A letter by Bishop Aiello of Avellino:
Monastics’ gift to Italy
Letter to the nuns and monks:
We turn to you, sisters and brother monks, to ask for your prayers, to support your raised arms, like those of Moses on the mountain, in this time of particular danger and unease for our communities: by your persistent prayerful intercession, we acquire resilience and future victory.
You are the only ones who do not move a facial muscle in the face of the rain of decrees and restrictive measures that rain on us these days because what we are asked for, for some time you have always done it and what we suffer you have chosen.
Teach us the art of being content living with nothing, in a small space, without going out, yet engaged in internal journeys that do not need planes and trains.
“Give us your oil” to understand that the spirit cannot be imprisoned, and the narrower the space, the wider the skies open.
Reassure us that you can live even for a short time and be joyful, remember that poverty is the unavoidable condition of every being because, as Don Primo Mazzolari said, “being a man is enough to be a poor man”.
Give us back the ability to savor the little things you who smile of a blooming lilac at the cell window and greet a swallow that comes to say that spring has come, you who are moved by a pain and still exulted by the miracle of the bread that is baked in the oven.

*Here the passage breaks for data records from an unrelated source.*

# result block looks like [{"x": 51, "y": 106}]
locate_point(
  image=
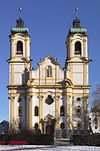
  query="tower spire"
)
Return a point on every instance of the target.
[
  {"x": 76, "y": 9},
  {"x": 76, "y": 22},
  {"x": 20, "y": 22}
]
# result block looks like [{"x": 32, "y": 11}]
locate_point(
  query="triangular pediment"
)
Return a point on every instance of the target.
[{"x": 49, "y": 58}]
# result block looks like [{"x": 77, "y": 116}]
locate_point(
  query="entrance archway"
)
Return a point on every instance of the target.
[{"x": 49, "y": 129}]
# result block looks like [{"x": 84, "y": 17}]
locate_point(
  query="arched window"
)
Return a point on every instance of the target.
[
  {"x": 62, "y": 125},
  {"x": 49, "y": 100},
  {"x": 19, "y": 47},
  {"x": 62, "y": 111},
  {"x": 36, "y": 111},
  {"x": 36, "y": 125},
  {"x": 78, "y": 48},
  {"x": 49, "y": 71},
  {"x": 19, "y": 111},
  {"x": 78, "y": 111},
  {"x": 78, "y": 99},
  {"x": 19, "y": 99}
]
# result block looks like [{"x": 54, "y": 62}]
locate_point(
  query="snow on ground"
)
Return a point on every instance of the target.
[{"x": 49, "y": 148}]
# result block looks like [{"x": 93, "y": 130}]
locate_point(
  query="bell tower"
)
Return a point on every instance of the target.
[
  {"x": 19, "y": 65},
  {"x": 77, "y": 71},
  {"x": 77, "y": 53},
  {"x": 19, "y": 61}
]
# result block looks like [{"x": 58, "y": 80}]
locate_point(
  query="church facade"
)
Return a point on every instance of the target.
[{"x": 52, "y": 99}]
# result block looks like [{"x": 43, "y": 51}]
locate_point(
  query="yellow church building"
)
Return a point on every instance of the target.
[{"x": 52, "y": 99}]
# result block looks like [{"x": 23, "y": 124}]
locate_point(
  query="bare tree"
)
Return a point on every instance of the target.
[{"x": 96, "y": 96}]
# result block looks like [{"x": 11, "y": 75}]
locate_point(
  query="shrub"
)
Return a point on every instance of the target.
[{"x": 89, "y": 140}]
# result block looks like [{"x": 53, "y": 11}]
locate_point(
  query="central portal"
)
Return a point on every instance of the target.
[{"x": 49, "y": 129}]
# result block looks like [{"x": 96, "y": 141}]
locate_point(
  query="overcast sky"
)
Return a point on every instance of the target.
[{"x": 48, "y": 22}]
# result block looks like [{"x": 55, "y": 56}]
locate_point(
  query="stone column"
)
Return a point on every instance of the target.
[
  {"x": 68, "y": 112},
  {"x": 86, "y": 113},
  {"x": 72, "y": 113},
  {"x": 12, "y": 112},
  {"x": 57, "y": 112},
  {"x": 26, "y": 118},
  {"x": 30, "y": 111},
  {"x": 41, "y": 110}
]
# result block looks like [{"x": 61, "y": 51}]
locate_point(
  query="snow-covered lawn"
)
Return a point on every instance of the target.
[{"x": 49, "y": 148}]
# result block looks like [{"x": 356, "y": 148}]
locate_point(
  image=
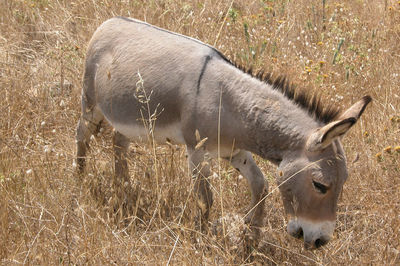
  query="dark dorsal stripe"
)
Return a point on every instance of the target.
[{"x": 310, "y": 102}]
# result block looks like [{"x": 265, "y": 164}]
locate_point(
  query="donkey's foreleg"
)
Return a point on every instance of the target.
[
  {"x": 201, "y": 171},
  {"x": 88, "y": 125},
  {"x": 245, "y": 164}
]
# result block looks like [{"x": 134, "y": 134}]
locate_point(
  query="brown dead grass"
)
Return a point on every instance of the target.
[{"x": 47, "y": 216}]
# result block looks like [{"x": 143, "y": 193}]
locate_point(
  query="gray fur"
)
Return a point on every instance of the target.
[{"x": 185, "y": 81}]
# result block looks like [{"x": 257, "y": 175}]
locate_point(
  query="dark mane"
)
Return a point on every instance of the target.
[{"x": 310, "y": 102}]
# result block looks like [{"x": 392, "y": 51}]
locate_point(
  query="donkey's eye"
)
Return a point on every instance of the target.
[{"x": 320, "y": 187}]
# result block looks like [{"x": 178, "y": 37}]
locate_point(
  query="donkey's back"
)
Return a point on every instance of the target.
[{"x": 121, "y": 53}]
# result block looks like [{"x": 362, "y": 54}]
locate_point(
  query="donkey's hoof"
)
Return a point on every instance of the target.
[{"x": 251, "y": 239}]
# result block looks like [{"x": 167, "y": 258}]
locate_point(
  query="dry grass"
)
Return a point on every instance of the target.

Tell us that it is possible to be together without being crowded together, to correspond from afar, to kiss without touching each other, to touch each other with the caress of a look or a smile, or simply … a gaze at each other.
Remind us that a word is important if it is reflected upon, ruminated within the heart for a period of time, leavened in the soul’s recesses, seen blooming on the lips of another, called a low voice, not shouted or cutting because of hurt.
But, even more, teach us the art of silence, of the light that rests on the windowsill, of the sun rising “as a bridegroom coming out of the bridal room” or setting “in the sky that tinges with fire”, of the quiet of the evening, of the candle lit that casts shadows on the walls of the choir.
Tell us that it is possible to wait for a hug even for a lifetime because “there is a time to embrace and a time to refrain from embraces,” says Qoelet. President Conte said that at the end of this time of danger and restrictions we will still embrace each other in the feast, for you there are still twenty, thirty, forty years to wait …
Educate us to do things slowly, solemnly, without haste, paying attention to details because every day is a miracle, every meeting a gift, every step a step in the throne room, the movement of a dance or a symphony.
Whisper to us that it is important to wait, postpone a kiss, a gift, a caress, a word, because waiting for a feast increases its brilliance and “the best is yet to come”.
Help us understand that an accident can be a grace and a sorrow can hide a gift, a departure can increase affection and a distance that can finally lead us to encounter and communion.
To you, teachers and masters of the hidden and happy life, we entrust our uneasiness, our fears, our remorse, our missed appointments with God who always awaits us, you take everything in your prayer and give it back to us in joy, in a bouquet of flowers and peaceful days. Amen.